Voice Search Study Methodology: Factors Influencing Search Engine Rankings in 2019

Olga Andrienko

Jun 05, 20196 min read
Voice Search Study Methodology

To understand which parameters marketers need to consider when working to rank a page for voice search, we conducted an in-depth study, analyzing the results of over 50,000 queries split across three devices.

Our study, which you can view here, produced a series of findings, including 10 key factors that influence how a voice search answer is selected by Google Assistant.

Below you will find our complete methodology, which describes the data gathering process in full.

1. The Hardware

We used three different devices to understand whether the device being used to ask Google Assistant a question had any impact on the answers returned.

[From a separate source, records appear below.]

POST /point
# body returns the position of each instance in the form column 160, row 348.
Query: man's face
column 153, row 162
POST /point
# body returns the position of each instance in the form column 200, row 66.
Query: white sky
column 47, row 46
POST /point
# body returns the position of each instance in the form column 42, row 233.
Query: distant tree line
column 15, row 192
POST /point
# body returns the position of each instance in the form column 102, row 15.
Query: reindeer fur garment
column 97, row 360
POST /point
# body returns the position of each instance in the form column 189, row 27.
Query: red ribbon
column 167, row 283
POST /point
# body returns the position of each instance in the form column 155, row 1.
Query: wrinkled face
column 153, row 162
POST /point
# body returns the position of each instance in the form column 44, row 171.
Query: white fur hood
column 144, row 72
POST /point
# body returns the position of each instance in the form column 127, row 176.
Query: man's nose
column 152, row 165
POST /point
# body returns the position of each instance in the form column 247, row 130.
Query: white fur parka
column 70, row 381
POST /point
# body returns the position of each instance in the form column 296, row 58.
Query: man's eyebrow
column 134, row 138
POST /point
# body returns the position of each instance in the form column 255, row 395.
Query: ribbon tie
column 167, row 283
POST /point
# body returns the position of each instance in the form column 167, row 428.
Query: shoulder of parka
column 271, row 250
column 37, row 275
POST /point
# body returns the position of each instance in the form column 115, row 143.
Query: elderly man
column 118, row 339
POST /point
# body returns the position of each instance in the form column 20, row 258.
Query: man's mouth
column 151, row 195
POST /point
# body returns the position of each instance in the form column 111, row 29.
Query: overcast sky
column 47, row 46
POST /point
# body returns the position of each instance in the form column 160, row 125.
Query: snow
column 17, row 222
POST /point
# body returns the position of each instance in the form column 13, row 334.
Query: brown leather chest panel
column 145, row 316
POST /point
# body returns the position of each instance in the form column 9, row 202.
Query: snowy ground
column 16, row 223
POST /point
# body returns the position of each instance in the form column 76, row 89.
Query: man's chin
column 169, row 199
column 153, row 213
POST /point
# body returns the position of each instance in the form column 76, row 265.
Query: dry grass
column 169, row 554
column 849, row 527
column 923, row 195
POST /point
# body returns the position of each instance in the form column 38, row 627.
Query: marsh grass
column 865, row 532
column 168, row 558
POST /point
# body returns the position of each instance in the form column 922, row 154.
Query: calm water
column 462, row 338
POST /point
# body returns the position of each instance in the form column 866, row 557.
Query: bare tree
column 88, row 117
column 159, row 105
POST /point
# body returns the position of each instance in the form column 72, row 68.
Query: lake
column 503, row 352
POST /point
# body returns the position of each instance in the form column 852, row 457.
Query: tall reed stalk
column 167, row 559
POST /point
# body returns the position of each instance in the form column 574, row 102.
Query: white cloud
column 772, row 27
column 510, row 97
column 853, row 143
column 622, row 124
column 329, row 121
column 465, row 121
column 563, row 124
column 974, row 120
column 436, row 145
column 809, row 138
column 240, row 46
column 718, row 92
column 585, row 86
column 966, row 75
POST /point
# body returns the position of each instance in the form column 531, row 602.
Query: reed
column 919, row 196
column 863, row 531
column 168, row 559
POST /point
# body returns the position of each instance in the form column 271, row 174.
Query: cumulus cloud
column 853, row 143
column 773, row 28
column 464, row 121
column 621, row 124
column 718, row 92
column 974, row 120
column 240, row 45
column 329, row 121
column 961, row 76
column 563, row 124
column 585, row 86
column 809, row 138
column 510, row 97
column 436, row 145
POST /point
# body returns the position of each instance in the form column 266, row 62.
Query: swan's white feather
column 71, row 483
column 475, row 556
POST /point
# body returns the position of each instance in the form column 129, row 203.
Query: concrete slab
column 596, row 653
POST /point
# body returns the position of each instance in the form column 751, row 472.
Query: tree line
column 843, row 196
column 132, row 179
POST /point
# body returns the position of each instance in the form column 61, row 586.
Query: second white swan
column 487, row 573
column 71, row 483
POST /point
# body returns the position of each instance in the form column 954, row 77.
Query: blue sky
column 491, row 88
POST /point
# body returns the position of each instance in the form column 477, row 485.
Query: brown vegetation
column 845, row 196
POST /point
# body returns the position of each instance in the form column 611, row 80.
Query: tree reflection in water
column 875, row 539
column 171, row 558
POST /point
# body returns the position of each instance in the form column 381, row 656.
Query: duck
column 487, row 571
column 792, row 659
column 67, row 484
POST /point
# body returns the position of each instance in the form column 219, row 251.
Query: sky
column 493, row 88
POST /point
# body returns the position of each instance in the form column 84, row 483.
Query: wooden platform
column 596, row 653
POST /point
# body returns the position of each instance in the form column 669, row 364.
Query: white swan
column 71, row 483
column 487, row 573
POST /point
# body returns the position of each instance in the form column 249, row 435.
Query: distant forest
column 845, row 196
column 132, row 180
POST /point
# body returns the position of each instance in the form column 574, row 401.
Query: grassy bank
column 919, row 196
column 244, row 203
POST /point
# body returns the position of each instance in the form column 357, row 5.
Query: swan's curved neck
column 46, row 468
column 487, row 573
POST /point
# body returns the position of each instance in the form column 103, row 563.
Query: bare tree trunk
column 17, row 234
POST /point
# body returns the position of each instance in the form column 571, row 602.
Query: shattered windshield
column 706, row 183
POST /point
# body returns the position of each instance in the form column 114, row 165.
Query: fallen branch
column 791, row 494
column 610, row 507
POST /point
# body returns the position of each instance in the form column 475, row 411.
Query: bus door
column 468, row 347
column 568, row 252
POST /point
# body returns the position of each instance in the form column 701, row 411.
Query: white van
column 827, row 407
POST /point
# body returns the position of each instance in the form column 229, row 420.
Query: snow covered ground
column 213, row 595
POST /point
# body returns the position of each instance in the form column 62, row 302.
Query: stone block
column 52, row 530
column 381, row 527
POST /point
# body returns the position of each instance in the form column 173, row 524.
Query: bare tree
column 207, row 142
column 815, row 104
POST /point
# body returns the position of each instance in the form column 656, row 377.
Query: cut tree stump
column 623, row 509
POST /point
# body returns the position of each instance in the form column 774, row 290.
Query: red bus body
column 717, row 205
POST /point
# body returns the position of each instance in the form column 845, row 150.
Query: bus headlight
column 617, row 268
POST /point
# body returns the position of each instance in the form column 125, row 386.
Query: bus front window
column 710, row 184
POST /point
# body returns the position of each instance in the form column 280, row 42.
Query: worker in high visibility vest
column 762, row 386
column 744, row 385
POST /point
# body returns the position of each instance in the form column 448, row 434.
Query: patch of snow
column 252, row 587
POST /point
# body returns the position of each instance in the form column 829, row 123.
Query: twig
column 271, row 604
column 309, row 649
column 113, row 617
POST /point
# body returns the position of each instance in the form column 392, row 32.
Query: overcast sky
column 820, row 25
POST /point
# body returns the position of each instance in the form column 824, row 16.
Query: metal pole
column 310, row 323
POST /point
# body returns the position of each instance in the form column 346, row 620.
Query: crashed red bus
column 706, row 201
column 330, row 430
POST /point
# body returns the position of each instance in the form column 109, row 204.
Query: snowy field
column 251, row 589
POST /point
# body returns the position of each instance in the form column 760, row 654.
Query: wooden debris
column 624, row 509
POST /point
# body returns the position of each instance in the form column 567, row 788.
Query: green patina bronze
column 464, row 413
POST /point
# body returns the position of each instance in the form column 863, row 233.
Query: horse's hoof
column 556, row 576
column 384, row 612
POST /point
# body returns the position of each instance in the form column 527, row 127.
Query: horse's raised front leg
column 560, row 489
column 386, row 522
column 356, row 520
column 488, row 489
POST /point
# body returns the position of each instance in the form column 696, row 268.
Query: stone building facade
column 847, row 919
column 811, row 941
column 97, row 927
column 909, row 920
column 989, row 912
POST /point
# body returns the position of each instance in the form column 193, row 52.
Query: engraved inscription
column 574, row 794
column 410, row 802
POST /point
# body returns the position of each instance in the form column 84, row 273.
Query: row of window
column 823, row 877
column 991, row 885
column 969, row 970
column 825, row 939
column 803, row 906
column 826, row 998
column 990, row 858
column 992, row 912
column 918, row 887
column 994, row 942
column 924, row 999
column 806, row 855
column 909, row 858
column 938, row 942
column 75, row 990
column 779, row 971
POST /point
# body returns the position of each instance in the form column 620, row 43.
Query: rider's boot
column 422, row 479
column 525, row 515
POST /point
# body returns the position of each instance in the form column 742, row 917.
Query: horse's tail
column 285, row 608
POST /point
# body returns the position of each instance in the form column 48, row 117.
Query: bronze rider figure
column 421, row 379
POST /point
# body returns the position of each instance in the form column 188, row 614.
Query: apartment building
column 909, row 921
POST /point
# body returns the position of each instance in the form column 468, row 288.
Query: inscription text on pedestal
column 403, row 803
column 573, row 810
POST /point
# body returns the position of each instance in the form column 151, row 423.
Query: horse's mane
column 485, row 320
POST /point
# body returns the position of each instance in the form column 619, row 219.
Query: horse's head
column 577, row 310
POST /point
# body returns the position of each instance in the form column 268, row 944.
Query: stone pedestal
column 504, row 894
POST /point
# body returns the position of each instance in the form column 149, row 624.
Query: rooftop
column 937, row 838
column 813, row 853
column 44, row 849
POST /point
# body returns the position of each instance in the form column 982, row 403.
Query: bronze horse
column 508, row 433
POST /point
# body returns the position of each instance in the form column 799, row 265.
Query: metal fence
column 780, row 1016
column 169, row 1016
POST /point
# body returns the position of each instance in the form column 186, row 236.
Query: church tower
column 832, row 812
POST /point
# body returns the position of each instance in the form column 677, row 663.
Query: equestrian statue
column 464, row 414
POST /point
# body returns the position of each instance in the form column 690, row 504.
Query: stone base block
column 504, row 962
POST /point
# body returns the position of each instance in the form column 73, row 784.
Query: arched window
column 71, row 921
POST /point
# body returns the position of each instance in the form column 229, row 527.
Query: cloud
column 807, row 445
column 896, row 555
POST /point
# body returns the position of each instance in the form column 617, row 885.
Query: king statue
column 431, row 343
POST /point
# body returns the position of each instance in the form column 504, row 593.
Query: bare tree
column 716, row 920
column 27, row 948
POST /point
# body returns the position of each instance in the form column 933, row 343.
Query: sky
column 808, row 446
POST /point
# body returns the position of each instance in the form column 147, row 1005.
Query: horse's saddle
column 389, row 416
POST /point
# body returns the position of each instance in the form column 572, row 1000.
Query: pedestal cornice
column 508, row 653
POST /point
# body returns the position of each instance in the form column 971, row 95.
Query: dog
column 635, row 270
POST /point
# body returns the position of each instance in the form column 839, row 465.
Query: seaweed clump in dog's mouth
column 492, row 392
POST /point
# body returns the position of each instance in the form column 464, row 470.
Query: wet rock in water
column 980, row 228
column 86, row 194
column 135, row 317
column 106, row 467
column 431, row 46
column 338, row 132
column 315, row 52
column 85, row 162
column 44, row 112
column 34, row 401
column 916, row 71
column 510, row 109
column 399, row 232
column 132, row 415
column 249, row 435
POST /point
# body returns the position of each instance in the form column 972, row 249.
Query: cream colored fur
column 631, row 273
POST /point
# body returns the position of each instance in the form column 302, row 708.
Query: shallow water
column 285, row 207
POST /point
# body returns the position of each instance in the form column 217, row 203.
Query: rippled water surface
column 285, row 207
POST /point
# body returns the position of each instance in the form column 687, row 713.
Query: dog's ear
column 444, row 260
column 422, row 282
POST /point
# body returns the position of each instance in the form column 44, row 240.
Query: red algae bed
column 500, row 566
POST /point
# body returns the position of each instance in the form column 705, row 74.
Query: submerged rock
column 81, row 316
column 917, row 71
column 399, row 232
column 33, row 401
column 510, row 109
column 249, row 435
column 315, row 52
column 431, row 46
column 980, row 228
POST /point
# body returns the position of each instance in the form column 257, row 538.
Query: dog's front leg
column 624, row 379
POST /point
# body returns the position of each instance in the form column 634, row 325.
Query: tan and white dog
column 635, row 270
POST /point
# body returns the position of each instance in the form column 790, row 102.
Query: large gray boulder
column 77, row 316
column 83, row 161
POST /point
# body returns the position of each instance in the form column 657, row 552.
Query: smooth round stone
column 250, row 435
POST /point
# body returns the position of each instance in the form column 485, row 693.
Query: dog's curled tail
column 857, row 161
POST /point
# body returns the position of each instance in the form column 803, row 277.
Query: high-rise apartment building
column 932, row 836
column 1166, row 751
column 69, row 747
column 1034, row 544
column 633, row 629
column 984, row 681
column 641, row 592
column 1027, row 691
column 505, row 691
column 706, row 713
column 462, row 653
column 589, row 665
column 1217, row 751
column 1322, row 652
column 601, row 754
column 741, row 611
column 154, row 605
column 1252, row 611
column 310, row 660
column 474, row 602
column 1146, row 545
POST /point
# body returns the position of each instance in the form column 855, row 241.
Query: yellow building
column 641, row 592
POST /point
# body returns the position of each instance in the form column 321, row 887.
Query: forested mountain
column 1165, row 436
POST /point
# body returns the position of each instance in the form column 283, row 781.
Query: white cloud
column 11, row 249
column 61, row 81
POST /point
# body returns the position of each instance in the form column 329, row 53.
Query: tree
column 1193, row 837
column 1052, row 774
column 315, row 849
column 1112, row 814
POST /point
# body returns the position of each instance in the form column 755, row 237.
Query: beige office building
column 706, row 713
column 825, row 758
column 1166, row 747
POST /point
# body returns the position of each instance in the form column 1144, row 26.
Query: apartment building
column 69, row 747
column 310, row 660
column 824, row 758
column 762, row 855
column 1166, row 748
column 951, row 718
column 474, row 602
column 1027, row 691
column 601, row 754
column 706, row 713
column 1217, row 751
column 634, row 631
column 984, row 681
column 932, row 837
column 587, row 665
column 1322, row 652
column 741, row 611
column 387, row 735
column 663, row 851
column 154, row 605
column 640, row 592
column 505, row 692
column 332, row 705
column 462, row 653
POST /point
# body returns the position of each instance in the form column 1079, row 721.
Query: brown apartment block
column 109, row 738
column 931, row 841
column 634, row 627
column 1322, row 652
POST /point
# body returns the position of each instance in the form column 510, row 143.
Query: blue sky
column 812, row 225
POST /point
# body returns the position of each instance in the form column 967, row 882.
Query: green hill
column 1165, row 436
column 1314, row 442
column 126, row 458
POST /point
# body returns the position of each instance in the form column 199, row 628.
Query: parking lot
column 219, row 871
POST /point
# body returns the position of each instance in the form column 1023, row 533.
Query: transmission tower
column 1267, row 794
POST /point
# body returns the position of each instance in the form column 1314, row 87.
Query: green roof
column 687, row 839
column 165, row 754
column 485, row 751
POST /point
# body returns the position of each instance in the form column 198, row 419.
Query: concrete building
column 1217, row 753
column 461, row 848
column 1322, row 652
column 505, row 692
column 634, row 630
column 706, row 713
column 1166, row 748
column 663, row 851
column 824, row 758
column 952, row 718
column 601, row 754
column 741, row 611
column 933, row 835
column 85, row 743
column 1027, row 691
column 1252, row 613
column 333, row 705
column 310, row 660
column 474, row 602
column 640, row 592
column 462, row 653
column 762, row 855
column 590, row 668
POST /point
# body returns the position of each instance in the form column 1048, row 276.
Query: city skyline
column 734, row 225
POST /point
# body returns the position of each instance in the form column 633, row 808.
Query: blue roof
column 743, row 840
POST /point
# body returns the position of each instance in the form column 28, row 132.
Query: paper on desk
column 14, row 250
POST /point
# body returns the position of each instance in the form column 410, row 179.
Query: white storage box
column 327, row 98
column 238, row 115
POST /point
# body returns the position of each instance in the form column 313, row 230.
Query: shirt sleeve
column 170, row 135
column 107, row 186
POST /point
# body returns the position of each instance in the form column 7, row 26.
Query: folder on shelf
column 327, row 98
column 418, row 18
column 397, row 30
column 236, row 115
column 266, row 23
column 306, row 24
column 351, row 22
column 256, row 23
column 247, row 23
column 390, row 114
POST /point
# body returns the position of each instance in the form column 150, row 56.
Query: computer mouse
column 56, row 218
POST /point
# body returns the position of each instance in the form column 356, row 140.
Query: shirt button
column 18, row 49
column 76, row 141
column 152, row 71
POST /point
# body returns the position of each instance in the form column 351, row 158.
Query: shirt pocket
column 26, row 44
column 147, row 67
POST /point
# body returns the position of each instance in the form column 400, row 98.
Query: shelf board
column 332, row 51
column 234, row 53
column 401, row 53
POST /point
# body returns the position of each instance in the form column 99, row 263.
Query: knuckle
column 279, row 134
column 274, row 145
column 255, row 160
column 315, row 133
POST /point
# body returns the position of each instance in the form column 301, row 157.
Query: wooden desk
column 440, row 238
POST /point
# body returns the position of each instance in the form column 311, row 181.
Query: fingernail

We took two home speaker devices and an Android smartphone and programmatically asked them all tens of thousands of questions, recording the answers from each one.

The devices we used were:

  • Google Home

  • Google Home Mini

  • Xiaomi Redmi 6 (Android)

In the case of the Xiaomi Redmi 6, all answers were recorded using headphones to ensure Google Assistant would read the answer out loud. It is unclear whether using headphones had any influence on the answers given as we did not study this effect (due to it not being a major point within our study).

Additionally, all devices were set to the same location to provide geographic consistency. The location we chose was New York City and more specifically, the Empire State Building.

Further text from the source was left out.